If power plants can deliver 50 per cent more electricity from the same quantity of coal, that would make good economics.

When the developed world calls on India to reduce carbon emissions, as the G-8 nations did earlier this month at the Heiligendamm summit, it cannot but be tempting to tell them to reduce emissions first. After all it is the developed nations that have over the years released most of the carbon load into the atmosphere to set off some wonky climate behaviour. Any correction must be theirs to make, not India's. With 17 per cent of world's population, India accounts for just four per cent of the greenhouse gas emissions. Other nations speeded up their development by burning fossil fuels that were available relatively cheap. Surely India should have the right to go with this strategy and not deny itself. Such an argument sounds chirpy, even politically correct, for no one likes to be dictated to. It may even be good rhetoric in the South-versus-North debate; but to assume that India has to pursue a similar energy-extravagant path to development would be terribly wrong.

Satisfying the energy appetite of an economy and a population as large as India growing at this current heady pace of 8 per cent a year will be a challenge if the country takes a business-as-usual approach to energy consumption.
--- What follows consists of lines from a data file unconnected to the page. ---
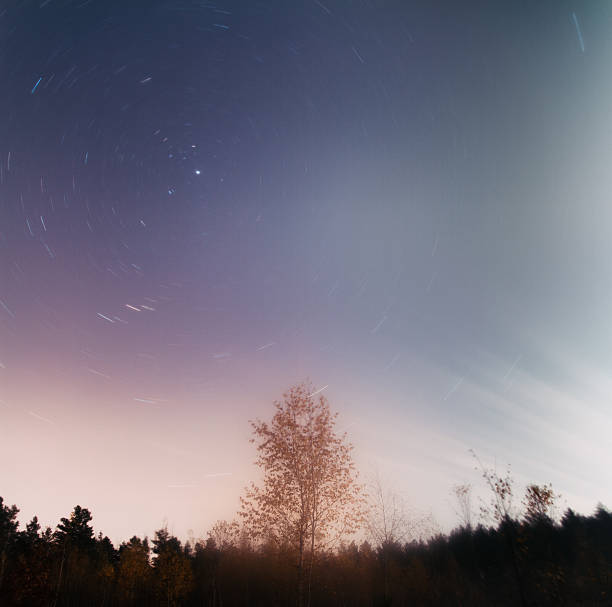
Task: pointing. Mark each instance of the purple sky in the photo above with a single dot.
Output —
(202, 204)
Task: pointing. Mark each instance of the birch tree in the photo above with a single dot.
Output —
(309, 495)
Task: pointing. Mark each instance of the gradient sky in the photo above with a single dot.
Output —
(203, 203)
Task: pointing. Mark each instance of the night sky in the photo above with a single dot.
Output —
(202, 204)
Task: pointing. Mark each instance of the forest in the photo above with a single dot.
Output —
(294, 541)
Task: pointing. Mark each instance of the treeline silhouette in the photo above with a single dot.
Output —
(532, 561)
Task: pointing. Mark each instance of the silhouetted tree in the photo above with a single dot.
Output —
(309, 494)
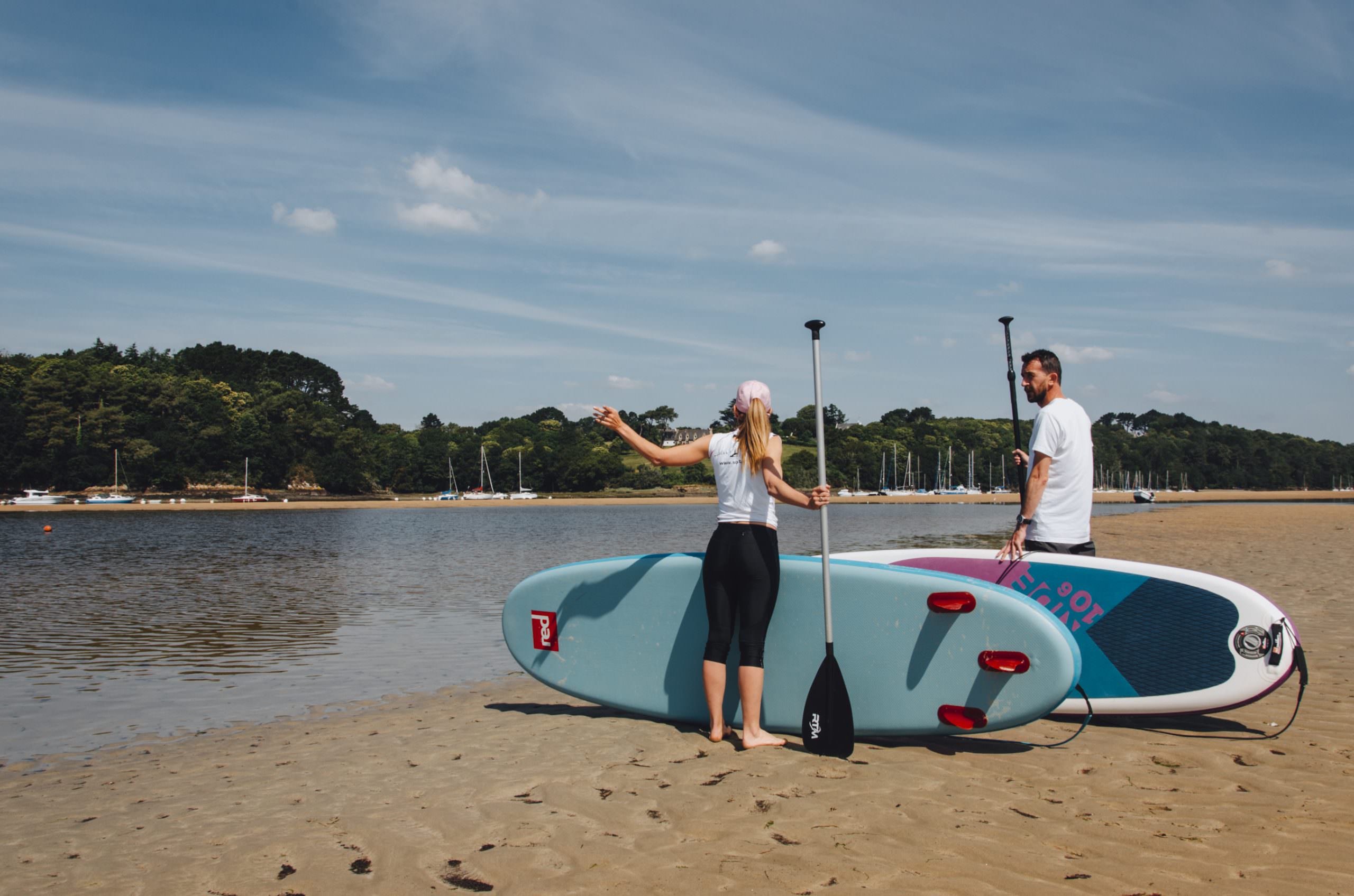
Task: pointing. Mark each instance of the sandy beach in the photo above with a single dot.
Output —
(516, 787)
(404, 503)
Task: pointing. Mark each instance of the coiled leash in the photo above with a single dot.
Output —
(1299, 660)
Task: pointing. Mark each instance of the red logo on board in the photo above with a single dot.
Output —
(543, 631)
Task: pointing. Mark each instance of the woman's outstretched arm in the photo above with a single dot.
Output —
(675, 457)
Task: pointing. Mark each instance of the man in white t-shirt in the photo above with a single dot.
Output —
(1060, 473)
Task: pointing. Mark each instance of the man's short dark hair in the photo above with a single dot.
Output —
(1046, 359)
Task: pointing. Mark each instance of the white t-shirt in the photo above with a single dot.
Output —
(743, 494)
(1063, 432)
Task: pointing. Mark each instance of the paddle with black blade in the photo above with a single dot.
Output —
(1011, 380)
(828, 727)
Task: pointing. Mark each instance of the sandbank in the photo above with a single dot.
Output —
(525, 790)
(423, 503)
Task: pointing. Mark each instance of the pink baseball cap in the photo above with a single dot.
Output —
(748, 392)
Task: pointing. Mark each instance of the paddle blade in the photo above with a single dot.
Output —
(829, 728)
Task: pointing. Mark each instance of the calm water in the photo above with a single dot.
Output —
(118, 624)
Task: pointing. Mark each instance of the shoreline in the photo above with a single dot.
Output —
(1222, 496)
(526, 790)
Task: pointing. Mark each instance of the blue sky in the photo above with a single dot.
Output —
(478, 209)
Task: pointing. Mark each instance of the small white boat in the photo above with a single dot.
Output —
(451, 493)
(114, 497)
(245, 497)
(480, 494)
(523, 493)
(40, 496)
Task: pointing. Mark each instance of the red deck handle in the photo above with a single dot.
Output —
(952, 603)
(1005, 661)
(966, 718)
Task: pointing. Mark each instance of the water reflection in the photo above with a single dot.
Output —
(125, 623)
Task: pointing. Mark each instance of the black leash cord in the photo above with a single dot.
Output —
(1085, 722)
(1300, 661)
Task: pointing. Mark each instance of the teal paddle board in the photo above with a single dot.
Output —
(922, 653)
(1154, 639)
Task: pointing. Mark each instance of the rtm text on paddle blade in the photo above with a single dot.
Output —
(829, 728)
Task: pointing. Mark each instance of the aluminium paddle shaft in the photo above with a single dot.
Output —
(822, 477)
(1011, 381)
(828, 726)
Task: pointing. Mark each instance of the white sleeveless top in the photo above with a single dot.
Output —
(743, 494)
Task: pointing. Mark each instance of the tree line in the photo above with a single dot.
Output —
(191, 417)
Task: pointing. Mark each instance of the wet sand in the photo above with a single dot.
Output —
(404, 503)
(522, 788)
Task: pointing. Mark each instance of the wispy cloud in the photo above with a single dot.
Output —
(1081, 355)
(305, 220)
(342, 279)
(1020, 339)
(767, 251)
(573, 411)
(1001, 289)
(370, 383)
(434, 216)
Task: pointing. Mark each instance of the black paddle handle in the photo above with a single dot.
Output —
(1011, 381)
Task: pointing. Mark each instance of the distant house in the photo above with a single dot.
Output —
(684, 436)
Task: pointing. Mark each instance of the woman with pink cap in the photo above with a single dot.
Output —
(743, 561)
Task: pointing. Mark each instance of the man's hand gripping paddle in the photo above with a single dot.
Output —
(1011, 380)
(828, 727)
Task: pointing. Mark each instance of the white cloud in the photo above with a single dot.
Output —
(305, 220)
(432, 175)
(428, 172)
(1001, 289)
(767, 251)
(1070, 355)
(436, 217)
(370, 383)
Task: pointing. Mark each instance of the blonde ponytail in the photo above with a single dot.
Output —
(753, 435)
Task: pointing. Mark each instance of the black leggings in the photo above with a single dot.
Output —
(743, 578)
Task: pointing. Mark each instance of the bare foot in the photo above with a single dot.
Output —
(762, 740)
(719, 734)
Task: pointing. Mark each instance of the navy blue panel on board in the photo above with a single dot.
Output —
(1191, 653)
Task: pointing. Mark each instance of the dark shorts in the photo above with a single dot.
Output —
(1085, 549)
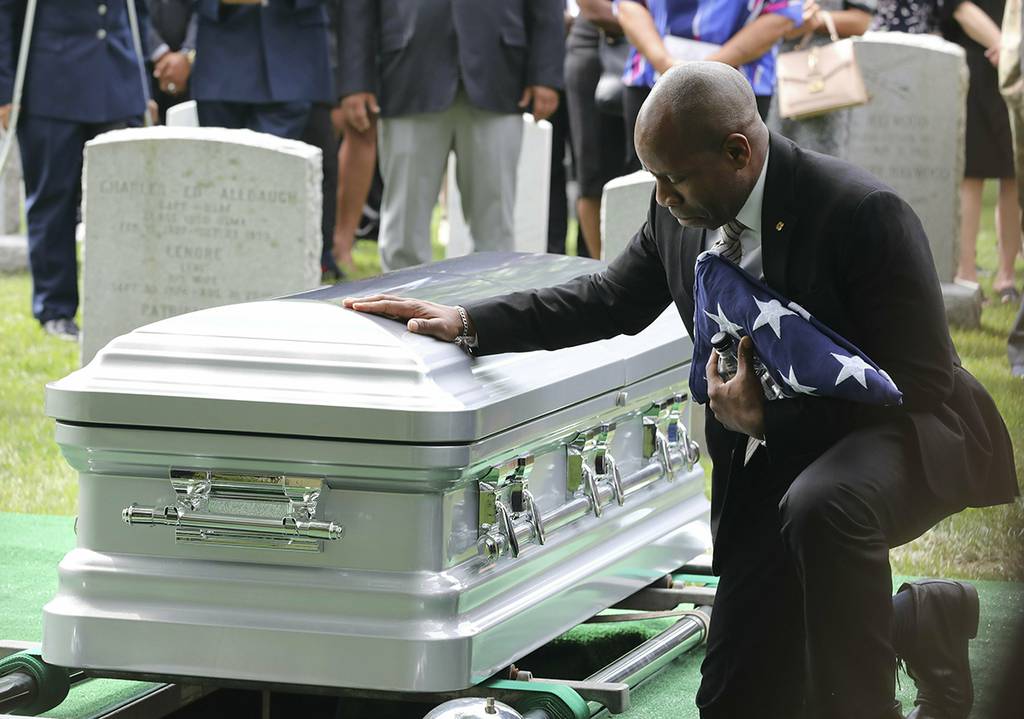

Electricity generation capacity would need to be enlarged by more than 50 per cent to meet the projected rise in demand over the next five years, and this will call for a staggeringly large amount of resources. The additional indent on cement and steel for building the power stations and transmission lines over the five years will be equal to 20 per cent of the total output of the past year. Coal needs of thermal power stations will be just as immense; against 320 million tonnes last year, some 542 million tonnes would be required in 2012. Consider not just the demands this will make on the existing creaky infrastructure but also the implications for the atmosphere, which will need to absorb all the extra greenhouse gases. Can the country do with less?

It is evident that there are gross inefficiencies in the way energy is produced and used. Thermal efficiencies at many power stations are half what they must be; transmission and distribution losses are almost thrice what they ought to be; and appliances that use electricity soak up much more energy than they should. The question is why such a dismal state of efficiency has been tolerated, and why there has been no regulatory intervention to set efficiency norms and enforce them. The country does no better with crude oil, consuming as much as Germany but producing one-third its Gross Domestic Product. It is time such sloppy use of precious natural resources is corrected. If power stations can deliver 50 per cent more electricity from the same quantity of coal, not only does that make environment sense, it makes good economics. Indeed that is what the nation must expect from them.